SUR İÇİNDE KAYBOLMAK
Diyarbakır’ın kalbi Sur ilçesinde atar. Burada harita kullanmanıza gerek yok, bırakın taş sokaklar size rehberlik etsin.
• Ulu Camii: Anadolu’nun ilk camisi ve İslam aleminin 5. Harem-i Şerif’i olarak kabul edilir. Avlusuna girdiğinizde, devşirme taşların ve kilise sütunlarının İslami mimariyle harmonisi sizi büyüleyecek.

• Hasan Paşa Hanı: Güne burada başlamak bir kuraldır. Avlulu, iki katlı bu tarihi handa yapılan Diyarbakır kahvaltısı sadece bir öğün değil, saatler süren bir lezzet şölenidir.

• Dört Ayaklı Minare: Şeyh Mutahhar Camii’ne ait bu minare, dünyada dört sütun üzerinde duran tek örnektir. İnanışa göre sütunların altından 7 kez geçenin dileği kabul olur.
• Sülüklü Han: Yorgunluk atmak için en doğru adres.
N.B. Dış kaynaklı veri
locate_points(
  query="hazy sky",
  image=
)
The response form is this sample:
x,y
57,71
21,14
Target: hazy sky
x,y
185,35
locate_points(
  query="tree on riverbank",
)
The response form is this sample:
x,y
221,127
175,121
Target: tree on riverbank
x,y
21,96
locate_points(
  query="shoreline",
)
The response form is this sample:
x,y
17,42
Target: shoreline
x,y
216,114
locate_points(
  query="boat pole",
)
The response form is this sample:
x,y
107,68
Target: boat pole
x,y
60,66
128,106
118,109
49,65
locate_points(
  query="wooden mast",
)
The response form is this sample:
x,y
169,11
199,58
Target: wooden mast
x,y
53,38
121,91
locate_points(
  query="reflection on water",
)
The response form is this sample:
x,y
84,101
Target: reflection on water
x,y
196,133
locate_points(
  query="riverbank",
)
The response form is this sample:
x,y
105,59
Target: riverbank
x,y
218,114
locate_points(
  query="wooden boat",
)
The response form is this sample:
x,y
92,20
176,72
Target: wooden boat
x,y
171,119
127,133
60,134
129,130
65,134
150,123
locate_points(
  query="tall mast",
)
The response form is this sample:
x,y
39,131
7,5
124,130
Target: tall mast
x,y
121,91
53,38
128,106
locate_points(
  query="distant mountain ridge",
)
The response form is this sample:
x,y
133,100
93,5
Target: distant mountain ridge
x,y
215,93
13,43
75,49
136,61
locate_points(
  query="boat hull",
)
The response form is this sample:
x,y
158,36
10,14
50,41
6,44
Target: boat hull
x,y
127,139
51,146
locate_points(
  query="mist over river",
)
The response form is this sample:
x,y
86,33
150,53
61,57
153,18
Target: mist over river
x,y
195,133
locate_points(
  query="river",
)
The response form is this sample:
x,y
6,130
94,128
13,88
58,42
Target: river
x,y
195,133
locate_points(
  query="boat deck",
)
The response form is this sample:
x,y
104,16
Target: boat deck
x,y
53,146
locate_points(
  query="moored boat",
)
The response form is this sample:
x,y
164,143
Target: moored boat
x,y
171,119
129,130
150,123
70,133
Tarihi atmosferde, ağaçların gölgesinde bir menengiç kahvesi veya Süryani şarabı içmeden buradan ayrılmayın.

• Mar Petyun Keldani Kilisesi: Bu kilisenin dünyanın en güzel 10 kilisesinden biri olduğunu biliyor musunuz? Ben demiyorum tabelada kocaman yazıyor. Mevcut binası 17. yüzyılda inşa edilmiş olsa da kilisenin köklerinin 4. yüzyıla kadar dayandığı bilinmektedir. Uzun süre Keldani Katolik Patrikliği’ne ev sahipliği yapmış olan bu yapı, bölgedeki Hristiyan mirasının en önemli duraklarındandır. Kapısından içeri girdiğinizde sizi siyah taşın asaleti ve derin bir sessizlik karşılar. Burası bir müzeden ziyade, hala ibadete açık yaşayan bir mabettir.
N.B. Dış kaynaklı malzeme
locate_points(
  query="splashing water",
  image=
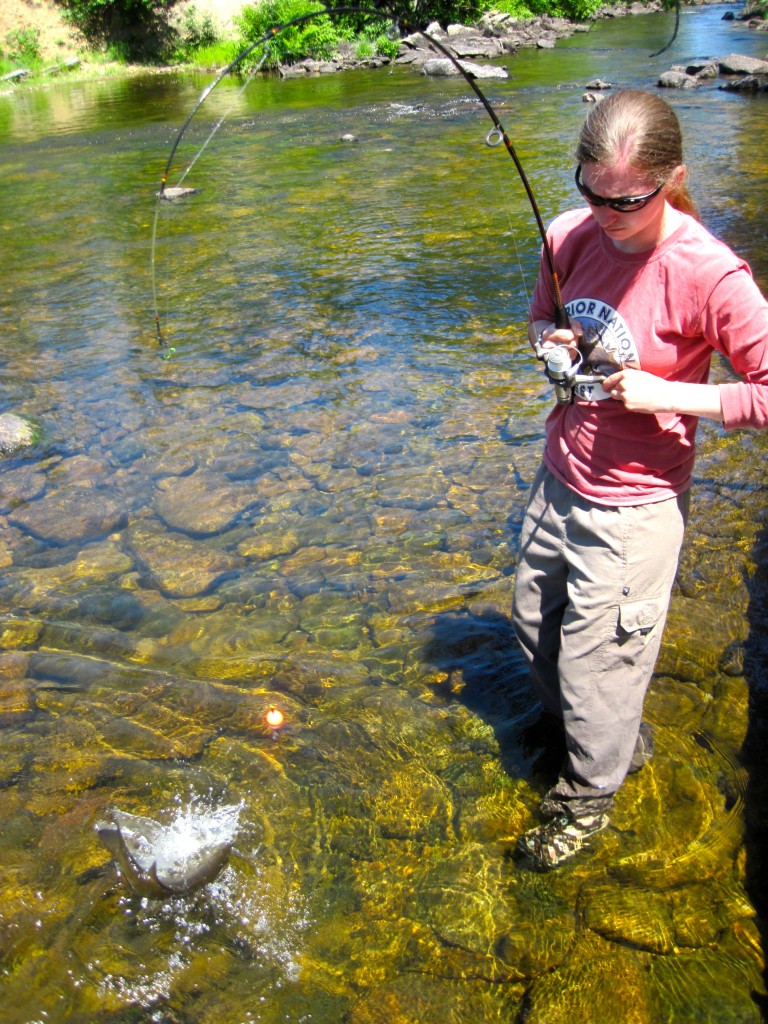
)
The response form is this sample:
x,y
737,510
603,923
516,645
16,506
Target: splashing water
x,y
248,908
ZAMAN TÜNELİNDE YOLCULUK: MÜZELER
• İçkale ve Arkeoloji Müzesi: Şehrin ilk yerleşim yeri olan İçkale, adeta bir açık hava müzesidir. İçindeki Arkeoloji Müzesi’nde ise Körtik Tepe ve Çayönü kazılarından çıkan, insanlık tarihini değiştiren 12 bin yıllık eserleri görebilirsiniz.
• Edebiyatın Komşuları (Cahit Sıtkı ve Ahmed Arif): “Yaş otuz beş! Yolun yarısı eder…” diyen Cahit Sıtkı Tarancı’nın doğduğu ev, Diyarbakır sivil mimarisinin en güzel örneğidir. Hemen komşusu ise “Hasretinden prangalar eskittim” diyen Ahmed Arif’in müze evidir. Bu sokak buram buram şiir kokar.
GAZİ KÖŞKÜ VE ON GÖZLÜ KÖPRÜ
Şehir merkezinden biraz uzaklaşıp nehir havası almak istediğinizde rotanız bellidir.
• Gazi Köşkü: 15. yüzyıl Akkoyunlu mimarisinin bu zarif örneği, siyah bazalt taşın beyaz kireçle dansıdır. Mustafa Kemal Atatürk, 1. Dünya Savaşı’nda burayı karargâh olarak kullanmıştır. Köşkün bahçesi, Hevsel Bahçeleri ve Dicle Nehri’ni tepeden gören muazzam bir panoramik manzaraya sahiptir.
• On Gözlü Köprü: Gün batımında buraya inmek bir Diyarbakır klasiğidir. Mervaniler döneminden kalma köprünün karşısındaki çay bahçelerinde oturup, Dicle’nin akışını izleyerek semaver çayı içmek ruhunuzu dinlendirir. Çayın yanındaki patlamış mısır ikramı özellikle çocuklar için çok güzel bir ayrıntı.
GASTRONOMİ: DİYETİNİZİ EVDE BIRAKIN!
Diyarbakır’a gelip kilo almadan dönmek neredeyse imkânsızdır.
• Ciğer: Diyarbakır’da ciğerin saati yoktur; kahvaltıda bile yenir. Şişe dizilmiş kuzu ciğerleri, yanında közlenmiş biber ve soğanla servis edilir. Ben normalde ciğer yemem ama bu çok başka mutlaka denemelisiniz.
• Kaburga dolması: Saatlerce pişen kuzu kaburgasının iç pilavla buluştuğu, emek isteyen bir şaheserdir.
• Meftune: Sumak ekşisiyle yapılan bu etli patlıcan yemeği, damakta iz bırakır.
• Burma kadayıf: Yemeğin finali. Fıstığın şerbetle buluştuğu bu tatlıyı sıcak yemenizi öneririm.
SEYAHAT İPUÇLARI
• Ne zaman gidilir?: Yaz Diyarbakır’da çok sıcak geçer. Gidilecek en güzel mevsim ilkbahar (Nisan-Mayıs) ve sonbahar (Eylül-Ekim) aylarıdır.
• Ne alınır?: Bakırcılar Çarşısı’ndan el işçiliği ürünler, hasır bilezik, örgü peyniri ve taze çekilmiş Türk kahvesi.
• İnsan dokusu: Diyarbakır insanı inanılmaz yardımseverdir. Yol sorarsanız sizi gideceğiniz yere kadar götürebilirler, şaşırmayın.
Diyarbakır; taş duvarların ardındaki şefkat, acının içindeki umut ve tabağınızdaki lezzettir. Doğu’nun bu gizemli kenti, önyargılarınızı yıkacak ve size bir ömür unutamayacağınız anılar hediye edecek.